The sheer amount of data and information freely available to anyone even vaguely interested is staggering.  Scholars and scientists work with hosts of specialized AI and other types of constructs in order to sift through it all, searching for meaningful patterns, looking for clues to age old mysteries, and expanding the boundaries of the known and the quantified with each question posed, every database query and/or exploration and analysis of the ever-expanding wealth of data available to them.  Some scholars specialize in drawing inferential connections between the works of others.  There are scientists who focus on the ruthless pursuit of answers to timeless questions that have dogged humanity from the beginning of consciousness.  Then there are the Insane Geniuses.  These are the people who have delved far more deeply into the accumulated databases of all that is known than anyone else.  They have gone into the darkness of the Unknown and come back with entirely new languages, new technologies, new paradigms and conceits, a vast panoply of destablizing inventions, radical innovations and things never before seen nor imagined.  Their insanity is not a disability, nor is it an affliction; they are insane because their knowledge and discoveries have taken them beyond anyting that conventional society can recognize or deal with appropriately at this time.  They are caught-up within their work and their research to the point that they cannot relate to lesser mortals any longer.  Many of them take sabbaticals, spending decades in quiet retirement and meditation within some Asylum-Chateau along the River Senube in order to more fully process their findings, and to give the rest of the world a chance to catch up to their findings.  Others retreat to stasis-cysts so that they might sleep undisturbed until such time as their genius might be more readily appreciated by Polite Society.  Still others attempt to implement their plans and designs, foisting well-intentioned innovations upon an unsuspecting public, almost all of which inevitably lead to turmoil, disruption and sometimes bloodshed and Revolution as society tries to come to terms with the new ways of doing, thinking and acting precipitated by their inventions.

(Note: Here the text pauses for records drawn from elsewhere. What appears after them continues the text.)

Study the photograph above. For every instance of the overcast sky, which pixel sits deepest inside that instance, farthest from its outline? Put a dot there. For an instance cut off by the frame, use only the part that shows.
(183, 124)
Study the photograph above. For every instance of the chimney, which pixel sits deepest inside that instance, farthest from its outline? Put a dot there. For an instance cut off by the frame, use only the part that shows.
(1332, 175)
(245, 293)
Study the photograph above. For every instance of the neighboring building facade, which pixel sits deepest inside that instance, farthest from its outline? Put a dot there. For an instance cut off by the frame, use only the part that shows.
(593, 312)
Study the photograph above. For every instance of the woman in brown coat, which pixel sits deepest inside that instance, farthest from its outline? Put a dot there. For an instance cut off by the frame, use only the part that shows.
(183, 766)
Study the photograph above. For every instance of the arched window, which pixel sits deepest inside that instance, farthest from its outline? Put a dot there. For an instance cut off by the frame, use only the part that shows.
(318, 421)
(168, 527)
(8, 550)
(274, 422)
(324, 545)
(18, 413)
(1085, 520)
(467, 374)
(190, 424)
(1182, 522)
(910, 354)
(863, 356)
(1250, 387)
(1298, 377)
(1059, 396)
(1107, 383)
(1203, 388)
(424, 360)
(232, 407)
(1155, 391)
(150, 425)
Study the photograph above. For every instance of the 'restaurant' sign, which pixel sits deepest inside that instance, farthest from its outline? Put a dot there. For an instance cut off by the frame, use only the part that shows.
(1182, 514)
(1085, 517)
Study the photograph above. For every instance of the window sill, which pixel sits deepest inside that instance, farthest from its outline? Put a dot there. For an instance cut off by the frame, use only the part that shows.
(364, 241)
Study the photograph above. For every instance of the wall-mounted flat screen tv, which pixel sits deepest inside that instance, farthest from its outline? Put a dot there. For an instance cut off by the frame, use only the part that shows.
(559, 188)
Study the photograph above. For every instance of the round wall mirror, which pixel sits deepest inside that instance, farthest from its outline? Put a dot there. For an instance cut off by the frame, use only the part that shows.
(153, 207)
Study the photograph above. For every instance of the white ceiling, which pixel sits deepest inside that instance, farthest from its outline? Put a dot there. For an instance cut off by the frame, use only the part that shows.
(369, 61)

Fortunes are made and lost and re-made and onwards in a never-ending cycle of innovation, introduction, adoption and obsolescence.  Old ideas that were dismissed or previously discredited or a failure can often be revived, revised and re-introduced all over again after a few hours, days or weeks.  Some of the more peculiar notions might take longer, say a month or two.  But in the end, whatever can be designed, can be built.  Whatever can be described, can be developed.  Not only has technology become autonomous, so has science and the pursuit of knowledge been liberated as well.  And this is where the Artist, the Scholar and the Scientist meet, merge and often overlap with one another.  Sometimes this leads to beautiful things, such as some of the ornamental species or the more elegant Synthecosms, other times to horrors previously unimagined like some of the more notorious Viruxes.

Riskail, as a confluence-point of the Twelve Great Powers, is a renaissance society.  In the truest sense of the word.